山下ユタカ「逆頭(SAKA TAMA) REVERSE HEAD」

スペリオール.jpg10日発売の「ビッグコミックスペリオール」に山下ユタカの読み切りが載っている!…というのは、全国に一握りの(?)ファンの皆様には先刻御承知のことと思われ。
(もうみんな買ったでしょう?)

予告もなくいきなり載った”特別読切”。
(つまりは”代原”)
しかし、これが山下ユタカの記念すべき小学館デビューであります。
って、本人気付いてなかった…(苦笑)。
(小学館とは以前から付き合いだけは続いていて、ただ掲載に至ることは絶えてなかったというね)
ってか、山下ユタカの漫画が紙で出るのって、ひょっとして「残像のラプソディ」(2015年)以来8年ぶり…?
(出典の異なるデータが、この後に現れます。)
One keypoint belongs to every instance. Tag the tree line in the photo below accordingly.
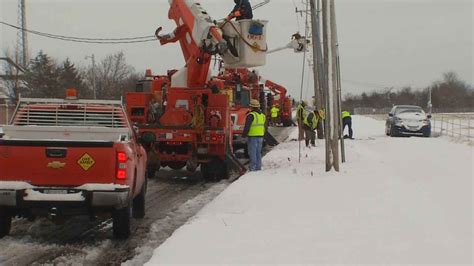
(46, 77)
(448, 94)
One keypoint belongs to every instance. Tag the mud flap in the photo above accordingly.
(270, 140)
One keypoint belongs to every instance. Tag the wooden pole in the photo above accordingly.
(333, 99)
(326, 44)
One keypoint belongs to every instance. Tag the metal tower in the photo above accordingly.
(22, 42)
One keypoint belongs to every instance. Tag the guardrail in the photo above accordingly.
(457, 125)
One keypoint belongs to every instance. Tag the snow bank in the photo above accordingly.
(396, 200)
ずっと山下ユタカを読んでいて、noteまでチェックしているような方なら説明不要…コレはかつて「ヤングキング」に載った読み切り「DISTORTIONZ」(https://lsdblog.seesaa.net/article/201607article_1047.html)の続編であり(なんと11年ぶり…)、左利きのギタリスト・ジュンを主人公とする”ジュンのサーガ”(?)のほんのごく一部。
タカコのことを気にかけつつも、ユイちゃんというかわいい彼女と同棲して今では(一応)髪も立てていないジュンの、ひとつのエピソード。

…を、とりあえず1話完結の短編の中に上手いこと落とし込んだ、とは思う。
一方で、いやいやまだまだ、こんなもんじゃないでしょう…と思った方も少なくないのでは。
ジュンがどういう男でどういうエピソードがあるのかは、山下ユタカ本人の中にはそれこそ単行本数巻分は語るべきネタがあるはず。

個人的には…ユイの恋敵たるタカコは、どのコマでももっと完全無欠の美人さんとして描き込んで欲しかった、と思っている。
あと、最後のページのジュンの笑顔も、ユイだけじゃなく誰もが(男も)惚れるような、もっと印象的なコマに出来たのでは?…と思ったり。
しかし、「DISTORTIONZ」では基本的に単なるボンクラに見えた(?)ジュンが、ユイが惚れてタカコも気にするような、非常にイイ男であるその片鱗…は、充分に描き切っている、気がする。
(激するところがほとんどなくて穏やかな笑顔が多いのが効果的)

そして、某誌編集長が「萌えを理解していない」と断じた(笑:そりゃあなあ…)山下ユタカが描く、「DISTORTIONZ」のタカコとも『ラチェット・シティ』のマリともまったくタイプの違う新たな(って、noteとかチェックしていた人には何を今更、でしょうが)ヒロイン・ユイの、やっぱりかわいいこと。
ジュンのお話、是非続きが読みたいですね。

是非続きが読みたいですね…と思った人は、編集部にアンケート送りましょうか。
ってか「スペリオール」初めて買ったなあ…。